I can clearly recognize both my strengths (hurray!) and also my weaknesses (grr...), in observing how I sew.
For example, I have always been very passionate about my interests. Sewing is now one of them. When I get into something, I don't just dip my little toe in, but rather I jump in hook, line, and Singer (little pun there).
It may seem remarkable to some people that in a period of roughly nine months I've learned to sew, purchased nine sewing machines (and two sergers), and now blog about it, but to me, it's just my way. It's a blessing in some ways, a curse in others.
The downside for me has always been a tendency to burn myself out or to have unrealistic expectations which, if things don't happen as quickly or as easily as I'd like them to, leave me feeling discouraged and frustrated to the point that I lose interest and just want to move on.
I generally start a sewing project with tremendous enthusiasm.

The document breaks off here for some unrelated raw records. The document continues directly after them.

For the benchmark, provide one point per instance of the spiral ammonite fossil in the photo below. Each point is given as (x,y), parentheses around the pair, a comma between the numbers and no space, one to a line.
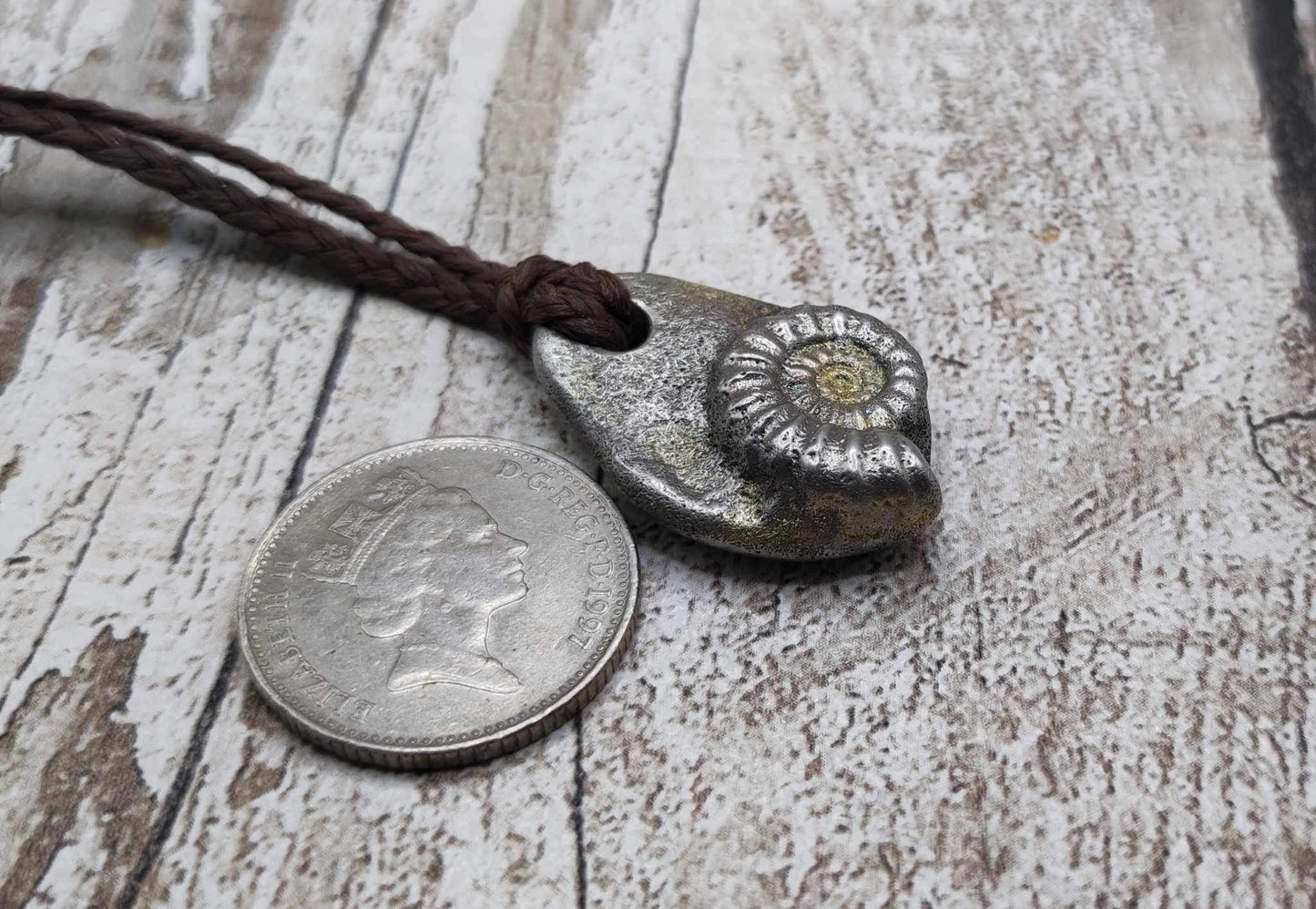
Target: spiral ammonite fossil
(782,433)
(831,403)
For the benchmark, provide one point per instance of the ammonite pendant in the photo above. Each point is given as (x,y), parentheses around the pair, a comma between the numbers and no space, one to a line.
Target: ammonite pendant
(786,433)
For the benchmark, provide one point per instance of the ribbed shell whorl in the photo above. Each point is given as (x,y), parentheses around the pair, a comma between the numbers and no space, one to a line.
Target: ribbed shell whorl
(828,396)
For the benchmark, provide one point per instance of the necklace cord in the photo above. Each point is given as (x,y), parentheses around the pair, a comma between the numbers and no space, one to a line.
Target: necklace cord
(580,301)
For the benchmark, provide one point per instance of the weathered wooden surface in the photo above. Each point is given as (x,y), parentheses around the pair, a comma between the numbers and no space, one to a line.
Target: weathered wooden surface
(1093,684)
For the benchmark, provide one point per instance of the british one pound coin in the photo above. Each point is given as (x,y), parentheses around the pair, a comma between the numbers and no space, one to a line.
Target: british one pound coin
(438,603)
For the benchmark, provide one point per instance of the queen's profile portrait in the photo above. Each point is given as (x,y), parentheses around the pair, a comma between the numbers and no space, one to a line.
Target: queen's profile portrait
(429,567)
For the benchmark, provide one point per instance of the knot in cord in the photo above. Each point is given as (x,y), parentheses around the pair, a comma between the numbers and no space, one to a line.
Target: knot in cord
(578,301)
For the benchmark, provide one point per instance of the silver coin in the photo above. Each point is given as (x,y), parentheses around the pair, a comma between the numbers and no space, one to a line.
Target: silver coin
(440,603)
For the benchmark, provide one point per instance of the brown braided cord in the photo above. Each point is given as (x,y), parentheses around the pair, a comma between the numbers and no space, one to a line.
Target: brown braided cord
(580,301)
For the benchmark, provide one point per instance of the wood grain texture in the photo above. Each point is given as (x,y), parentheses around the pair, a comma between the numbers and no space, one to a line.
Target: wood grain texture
(1093,684)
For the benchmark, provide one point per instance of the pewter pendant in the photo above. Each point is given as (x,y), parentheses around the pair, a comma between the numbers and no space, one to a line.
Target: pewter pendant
(786,433)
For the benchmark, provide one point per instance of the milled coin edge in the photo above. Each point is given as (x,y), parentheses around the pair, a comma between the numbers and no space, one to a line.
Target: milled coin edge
(478,749)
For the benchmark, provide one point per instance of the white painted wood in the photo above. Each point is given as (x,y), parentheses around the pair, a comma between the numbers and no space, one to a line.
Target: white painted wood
(1091,684)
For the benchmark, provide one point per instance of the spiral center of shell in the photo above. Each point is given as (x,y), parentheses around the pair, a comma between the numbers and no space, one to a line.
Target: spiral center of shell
(840,373)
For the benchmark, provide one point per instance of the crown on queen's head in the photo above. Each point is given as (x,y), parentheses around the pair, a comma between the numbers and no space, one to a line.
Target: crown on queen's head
(362,526)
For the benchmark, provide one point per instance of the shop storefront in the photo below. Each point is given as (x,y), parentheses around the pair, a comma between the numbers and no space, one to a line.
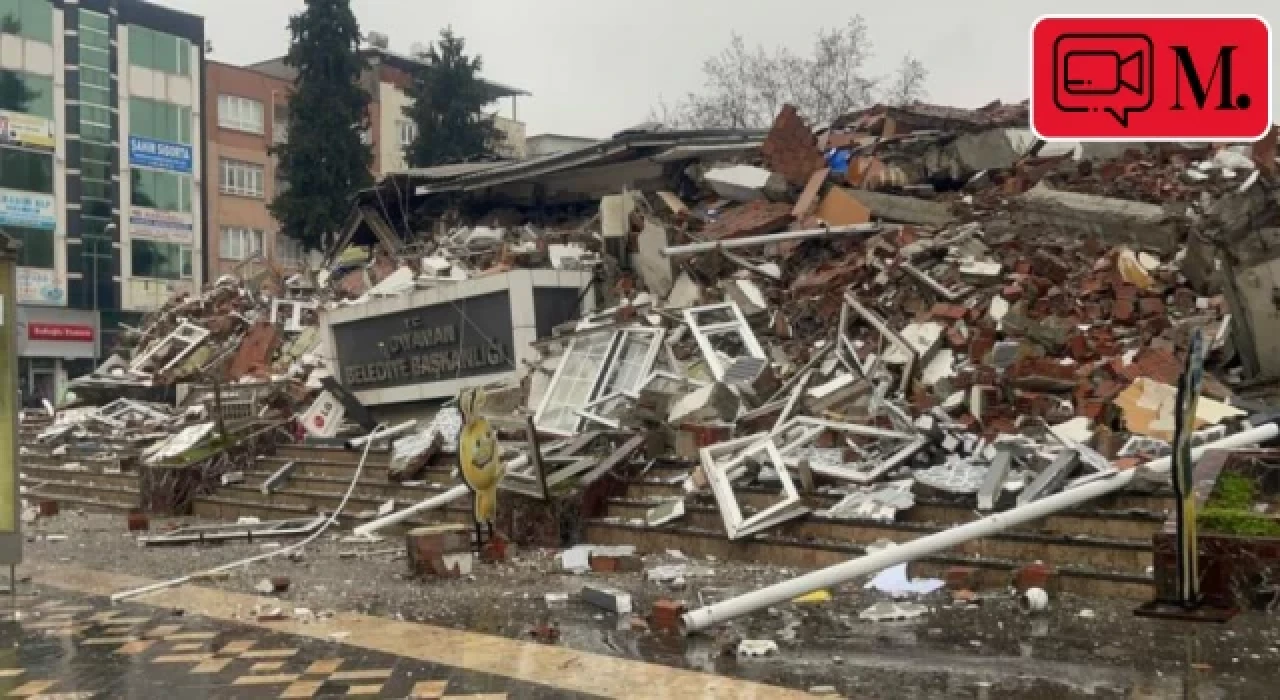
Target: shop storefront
(54,347)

This positive energy can usually carry me through to the end, unless I hit a snag -- like attaching a lining, dealing with a difficult finishing technique, or cutting a big hole in my sleeve (ouch!) -- at which point I just don't want to do it anymore. I'll hang the project in the closet as-is and never look at it again.
Needless to say, patience has never been a strong point and I have a tendency to give up too easily. I was the kid who, if he wasn't winning in Monopoly, would throw the entire board up in the air and walk away. (Still trying to figure out how this served me as a child and it drove my brother crazy; Egads -- that's it!)
Today, I am learning to adopt the long view and to pace myself better, taking breaks when I'm pushing myself too hard. This helps. Life is actually not short (for a great many of us). Life is a long time. Better to be the tortoise than the hare.
So, gentle reader, how about you? Can you see in your own life that "the way you do anything is the way you do everything?"
If so, what does the way you sew say about who you are?
Let the conversation -- and the healing -- begin!